Latvia considers options for Baltics' only gas storage facility

(Reuters) A number of companies, including Germany's Open Grid Europe (OGE), are considering buying a stake in Latvia's future gas grid and storage operator Conexus Baltic Grid, the country's economy minister said.

Latvia's gas utility Latvijas Gaze is set to transfer part of its assets - including one of Europe's largest underground gas storage facilities, Incukalns - to Conexus ahead of a planned market liberalization next April.
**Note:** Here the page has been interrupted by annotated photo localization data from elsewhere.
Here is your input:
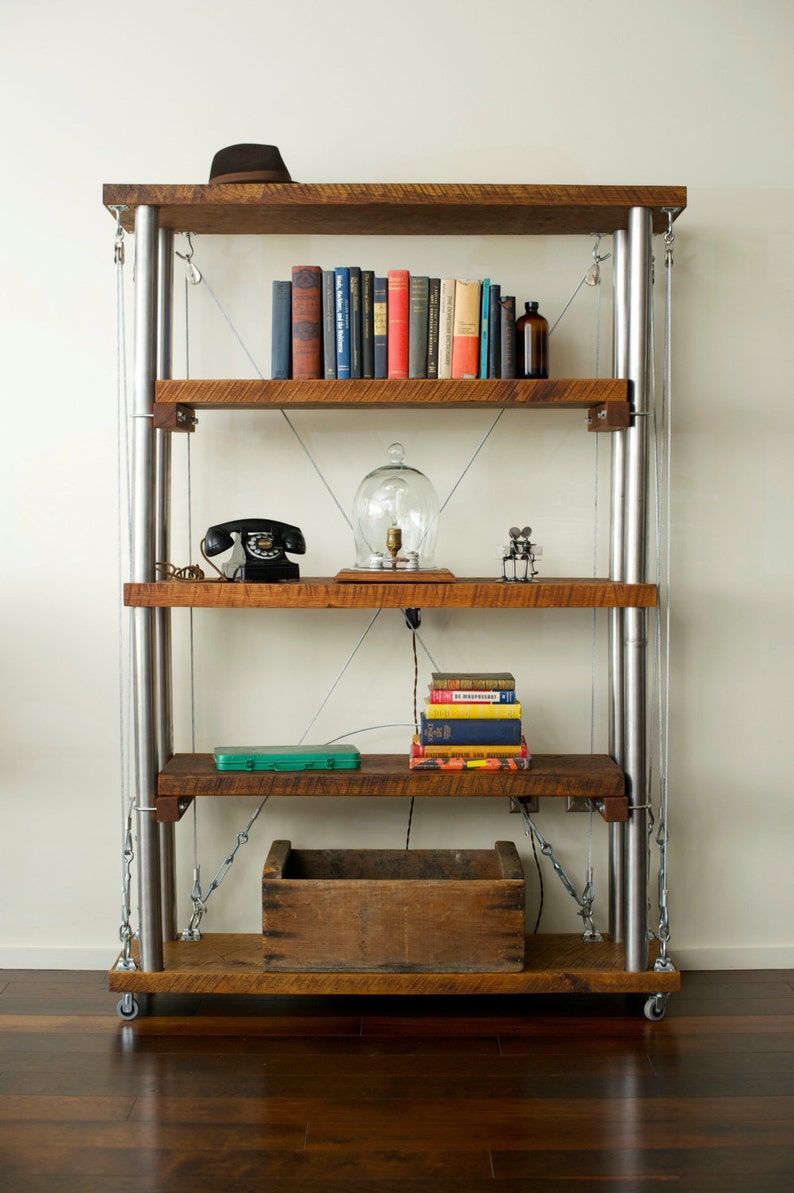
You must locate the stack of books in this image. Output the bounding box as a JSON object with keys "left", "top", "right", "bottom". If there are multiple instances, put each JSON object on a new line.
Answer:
{"left": 272, "top": 268, "right": 516, "bottom": 382}
{"left": 409, "top": 672, "right": 531, "bottom": 771}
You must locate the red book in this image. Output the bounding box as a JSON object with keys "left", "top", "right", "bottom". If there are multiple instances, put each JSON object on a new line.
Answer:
{"left": 291, "top": 265, "right": 322, "bottom": 379}
{"left": 387, "top": 270, "right": 409, "bottom": 379}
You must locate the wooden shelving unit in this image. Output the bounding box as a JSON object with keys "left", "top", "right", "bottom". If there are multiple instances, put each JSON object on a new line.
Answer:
{"left": 106, "top": 179, "right": 685, "bottom": 1017}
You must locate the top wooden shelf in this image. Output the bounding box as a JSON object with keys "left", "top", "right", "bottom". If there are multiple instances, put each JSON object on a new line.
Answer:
{"left": 103, "top": 182, "right": 687, "bottom": 237}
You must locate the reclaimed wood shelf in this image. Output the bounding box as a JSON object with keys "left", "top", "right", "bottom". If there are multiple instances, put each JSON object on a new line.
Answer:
{"left": 108, "top": 932, "right": 681, "bottom": 997}
{"left": 126, "top": 577, "right": 657, "bottom": 610}
{"left": 155, "top": 376, "right": 627, "bottom": 411}
{"left": 155, "top": 752, "right": 628, "bottom": 824}
{"left": 104, "top": 181, "right": 686, "bottom": 237}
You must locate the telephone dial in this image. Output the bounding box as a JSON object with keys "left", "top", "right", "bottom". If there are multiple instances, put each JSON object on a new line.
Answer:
{"left": 202, "top": 518, "right": 306, "bottom": 581}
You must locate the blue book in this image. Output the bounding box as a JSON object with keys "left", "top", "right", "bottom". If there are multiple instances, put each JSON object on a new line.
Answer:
{"left": 419, "top": 714, "right": 522, "bottom": 746}
{"left": 361, "top": 270, "right": 375, "bottom": 379}
{"left": 373, "top": 276, "right": 388, "bottom": 379}
{"left": 479, "top": 278, "right": 491, "bottom": 379}
{"left": 349, "top": 266, "right": 362, "bottom": 379}
{"left": 334, "top": 267, "right": 351, "bottom": 380}
{"left": 271, "top": 280, "right": 291, "bottom": 379}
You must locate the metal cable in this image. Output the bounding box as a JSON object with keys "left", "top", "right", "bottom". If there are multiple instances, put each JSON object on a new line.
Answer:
{"left": 113, "top": 213, "right": 139, "bottom": 969}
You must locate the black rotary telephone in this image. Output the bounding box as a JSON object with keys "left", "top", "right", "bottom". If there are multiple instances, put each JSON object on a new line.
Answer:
{"left": 202, "top": 518, "right": 306, "bottom": 581}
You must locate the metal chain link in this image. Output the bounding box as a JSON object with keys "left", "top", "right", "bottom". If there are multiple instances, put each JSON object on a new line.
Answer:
{"left": 116, "top": 819, "right": 138, "bottom": 971}
{"left": 182, "top": 798, "right": 270, "bottom": 939}
{"left": 512, "top": 799, "right": 602, "bottom": 941}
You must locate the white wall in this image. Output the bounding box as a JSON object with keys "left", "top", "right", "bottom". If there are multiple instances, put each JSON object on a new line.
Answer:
{"left": 1, "top": 0, "right": 791, "bottom": 971}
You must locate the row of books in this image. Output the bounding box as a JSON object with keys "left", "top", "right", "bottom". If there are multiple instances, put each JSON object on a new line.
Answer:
{"left": 409, "top": 671, "right": 531, "bottom": 771}
{"left": 272, "top": 267, "right": 519, "bottom": 382}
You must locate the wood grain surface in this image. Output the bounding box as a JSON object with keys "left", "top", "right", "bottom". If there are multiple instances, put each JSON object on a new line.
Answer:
{"left": 4, "top": 966, "right": 791, "bottom": 1192}
{"left": 155, "top": 376, "right": 628, "bottom": 409}
{"left": 107, "top": 934, "right": 681, "bottom": 997}
{"left": 103, "top": 181, "right": 687, "bottom": 235}
{"left": 125, "top": 577, "right": 658, "bottom": 609}
{"left": 157, "top": 752, "right": 625, "bottom": 804}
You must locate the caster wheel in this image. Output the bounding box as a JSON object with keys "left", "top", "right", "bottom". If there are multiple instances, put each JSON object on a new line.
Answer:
{"left": 644, "top": 993, "right": 668, "bottom": 1021}
{"left": 117, "top": 993, "right": 140, "bottom": 1021}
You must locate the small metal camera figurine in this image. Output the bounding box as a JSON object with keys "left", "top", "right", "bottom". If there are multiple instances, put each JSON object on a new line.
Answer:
{"left": 498, "top": 525, "right": 542, "bottom": 582}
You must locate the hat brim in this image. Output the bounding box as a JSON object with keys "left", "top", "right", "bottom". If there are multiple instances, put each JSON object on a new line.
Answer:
{"left": 209, "top": 169, "right": 294, "bottom": 184}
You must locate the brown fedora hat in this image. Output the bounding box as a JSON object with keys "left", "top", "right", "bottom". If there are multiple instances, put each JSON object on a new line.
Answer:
{"left": 209, "top": 144, "right": 293, "bottom": 184}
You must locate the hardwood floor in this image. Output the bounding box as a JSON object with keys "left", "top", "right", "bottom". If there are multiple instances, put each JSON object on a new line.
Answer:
{"left": 0, "top": 968, "right": 792, "bottom": 1191}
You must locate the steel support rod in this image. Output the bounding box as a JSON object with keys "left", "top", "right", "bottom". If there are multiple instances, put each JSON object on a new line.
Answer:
{"left": 608, "top": 228, "right": 628, "bottom": 943}
{"left": 131, "top": 205, "right": 163, "bottom": 972}
{"left": 155, "top": 228, "right": 177, "bottom": 941}
{"left": 623, "top": 207, "right": 652, "bottom": 972}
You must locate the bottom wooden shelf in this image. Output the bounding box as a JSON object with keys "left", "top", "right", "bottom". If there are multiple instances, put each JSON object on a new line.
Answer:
{"left": 109, "top": 933, "right": 681, "bottom": 998}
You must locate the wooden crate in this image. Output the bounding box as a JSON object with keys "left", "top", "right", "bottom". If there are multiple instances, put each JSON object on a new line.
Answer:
{"left": 262, "top": 840, "right": 525, "bottom": 973}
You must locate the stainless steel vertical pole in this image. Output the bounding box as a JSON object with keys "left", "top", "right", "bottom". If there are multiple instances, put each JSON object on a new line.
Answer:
{"left": 608, "top": 228, "right": 628, "bottom": 943}
{"left": 623, "top": 207, "right": 652, "bottom": 972}
{"left": 131, "top": 205, "right": 163, "bottom": 972}
{"left": 156, "top": 228, "right": 177, "bottom": 941}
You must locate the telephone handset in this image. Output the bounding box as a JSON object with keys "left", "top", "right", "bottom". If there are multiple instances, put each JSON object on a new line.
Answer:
{"left": 202, "top": 518, "right": 306, "bottom": 582}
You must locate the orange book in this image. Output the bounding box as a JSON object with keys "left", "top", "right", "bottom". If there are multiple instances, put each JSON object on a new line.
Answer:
{"left": 387, "top": 270, "right": 409, "bottom": 378}
{"left": 450, "top": 279, "right": 481, "bottom": 378}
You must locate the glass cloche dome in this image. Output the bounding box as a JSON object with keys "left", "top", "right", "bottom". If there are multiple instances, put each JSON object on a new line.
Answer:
{"left": 352, "top": 443, "right": 440, "bottom": 570}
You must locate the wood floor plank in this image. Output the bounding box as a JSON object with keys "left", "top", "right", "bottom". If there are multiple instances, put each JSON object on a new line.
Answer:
{"left": 299, "top": 1095, "right": 794, "bottom": 1151}
{"left": 492, "top": 1145, "right": 794, "bottom": 1179}
{"left": 0, "top": 1094, "right": 135, "bottom": 1121}
{"left": 0, "top": 1140, "right": 491, "bottom": 1188}
{"left": 0, "top": 1119, "right": 309, "bottom": 1154}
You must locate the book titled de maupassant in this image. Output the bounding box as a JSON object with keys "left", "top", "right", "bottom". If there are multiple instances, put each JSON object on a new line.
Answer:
{"left": 291, "top": 266, "right": 322, "bottom": 379}
{"left": 427, "top": 685, "right": 516, "bottom": 703}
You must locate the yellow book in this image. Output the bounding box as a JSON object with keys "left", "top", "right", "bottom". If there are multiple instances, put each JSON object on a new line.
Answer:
{"left": 423, "top": 699, "right": 521, "bottom": 720}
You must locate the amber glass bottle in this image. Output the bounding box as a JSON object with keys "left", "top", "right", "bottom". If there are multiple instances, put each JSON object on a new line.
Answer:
{"left": 516, "top": 301, "right": 549, "bottom": 378}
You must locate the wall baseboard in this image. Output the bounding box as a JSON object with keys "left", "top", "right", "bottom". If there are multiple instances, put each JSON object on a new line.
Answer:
{"left": 0, "top": 948, "right": 120, "bottom": 971}
{"left": 1, "top": 945, "right": 793, "bottom": 972}
{"left": 671, "top": 946, "right": 794, "bottom": 971}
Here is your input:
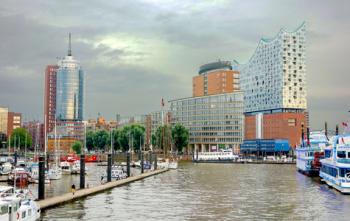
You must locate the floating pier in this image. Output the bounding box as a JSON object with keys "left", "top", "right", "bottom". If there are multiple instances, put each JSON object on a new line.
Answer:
{"left": 36, "top": 169, "right": 168, "bottom": 210}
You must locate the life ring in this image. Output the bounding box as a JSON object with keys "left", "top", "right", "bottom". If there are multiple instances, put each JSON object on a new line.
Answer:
{"left": 346, "top": 173, "right": 350, "bottom": 179}
{"left": 17, "top": 212, "right": 20, "bottom": 220}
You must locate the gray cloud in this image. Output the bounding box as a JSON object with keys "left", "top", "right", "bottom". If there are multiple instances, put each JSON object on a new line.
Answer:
{"left": 0, "top": 0, "right": 349, "bottom": 129}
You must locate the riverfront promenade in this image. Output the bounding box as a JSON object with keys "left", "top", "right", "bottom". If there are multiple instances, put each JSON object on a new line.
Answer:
{"left": 37, "top": 168, "right": 168, "bottom": 210}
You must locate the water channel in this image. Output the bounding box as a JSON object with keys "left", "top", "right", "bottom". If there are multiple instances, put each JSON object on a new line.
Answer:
{"left": 40, "top": 163, "right": 350, "bottom": 220}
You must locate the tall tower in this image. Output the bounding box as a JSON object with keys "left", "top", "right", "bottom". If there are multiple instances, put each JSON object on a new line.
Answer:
{"left": 56, "top": 33, "right": 84, "bottom": 121}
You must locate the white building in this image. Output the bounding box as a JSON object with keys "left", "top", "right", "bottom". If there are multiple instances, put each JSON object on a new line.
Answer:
{"left": 238, "top": 23, "right": 307, "bottom": 114}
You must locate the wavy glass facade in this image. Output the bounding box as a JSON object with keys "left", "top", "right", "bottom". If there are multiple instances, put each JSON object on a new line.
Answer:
{"left": 239, "top": 23, "right": 307, "bottom": 113}
{"left": 170, "top": 92, "right": 244, "bottom": 151}
{"left": 56, "top": 55, "right": 84, "bottom": 121}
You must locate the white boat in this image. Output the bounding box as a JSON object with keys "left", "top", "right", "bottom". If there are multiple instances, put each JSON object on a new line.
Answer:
{"left": 168, "top": 161, "right": 178, "bottom": 169}
{"left": 193, "top": 151, "right": 239, "bottom": 162}
{"left": 102, "top": 165, "right": 127, "bottom": 181}
{"left": 60, "top": 161, "right": 71, "bottom": 175}
{"left": 48, "top": 165, "right": 62, "bottom": 180}
{"left": 320, "top": 135, "right": 350, "bottom": 194}
{"left": 0, "top": 162, "right": 13, "bottom": 175}
{"left": 0, "top": 186, "right": 41, "bottom": 221}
The current owners of Latvijas Gaze - Russia's Gazprom , Germany's Uniper and Latvia's Itera Latvija - which have a combined stake of slightly over 68%, will have to divest shares in Conexus by the end of 2017 due to legal requirements.

Latvijas Gaze's restructuring is a part of wider gas market reforms approved by the Latvian parliament in February. They are aimed at meeting EU regulations and reducing dependence on energy supplies from Russia, Latvia's Soviet-era overlord.

Latvia's government, which is first in line to buy shares in Conexus, has hired Deloitte, a New York-based consulting company, to advise on whether it should buy the stakes itself or stay out.

"The potential investors are trying to find out whether the government would not object to them becoming shareholders of the new company," Latvia's Minister of Economics Arvils Aseradens told Reuters in an interview last week.

"(OGE) is among the companies which have shown interest," Asaradens said. He did not name any other companies.

A spokesman for OGE, formerly the gas transportation arm of Germany's E.ON, declined to comment.

The European infrastructure fund Marguerite, which holds a 28.97% stake in Latvijas Gaze, plans to stay in Conexus after the restructuring, it told Reuters in an email.

The fund declined to say whether it might want to increase its stake in Conexus.

Latvijas Gaze has said its gas transportation and storage assets were worth $384.19 MM at the end of 2015.

Incukalns, which has a storage capacity of 2.3 Bcm, could meet Latvia's gas needs for almost two years, and until now it has also been supplying neighboring Estonia and northwestern Russia.

As Incukalns ownership is set to change, however, the outlook for its utilization is becoming uncertain.

The storage facility, built during Soviet times to meet the needs of the wider region, including northwestern Russia, is entering this winter season one-third empty.

Gazprom and Estonian utility Eesti Gaas have not injected any new gas at Incukalns this year. Total injections have dropped to 1.25 Bcm from 1.6 Bcm a year ago and 1.9 Bcm in 2014.

At the end of the injection season, which runs from April until October, it had 1.53 Bcm of gas in storage, the lowest level since at least 2000.

This includes 0.2 Bcm of gas Gazprom injected for Russia's needs during the previous year.

Estonian customers told Latvijas Gaze they could meet their needs by direct imports from Russia, while Gazprom said it also had no need to store more gas.

While the drop in injections coincides with the Latvian parliament's decision to end Gazprom's supply monopoly, both Latvian officials and the Russian supplier said the reasons were economic.

Russia has spare capacity to deliver gas to its St Petersburg region, previously also supplied from the Latvian storage facility, as it prepares to build the Nord Stream 2 pipeline to Germany across the Baltic Sea, Ivars Scerbickis, head of Incukalns gas storage, said.

"As a result, an additional corridor of natural gas transportation and supply has emerged, affecting the region," he told Reuters.

Gazprom and its partners aim to launch Nord Stream II by the end of 2019, despite concerns that it will increase the European Union's dependence on Russian supplies.

Latvian officials have said they expect Gazprom to use Incukalns after market liberalisation to ensure security of supplies, especially during cold winters when demand spikes.

In the future the storage facility could also seek customers in Finland and Poland when new gas links are built from Estonia and Lithuania by around 2020, Scerbickis said.

"Historically, Incukalns' role has been indisputable in the region," he said. "Now it's a challenge for us to keep it the same."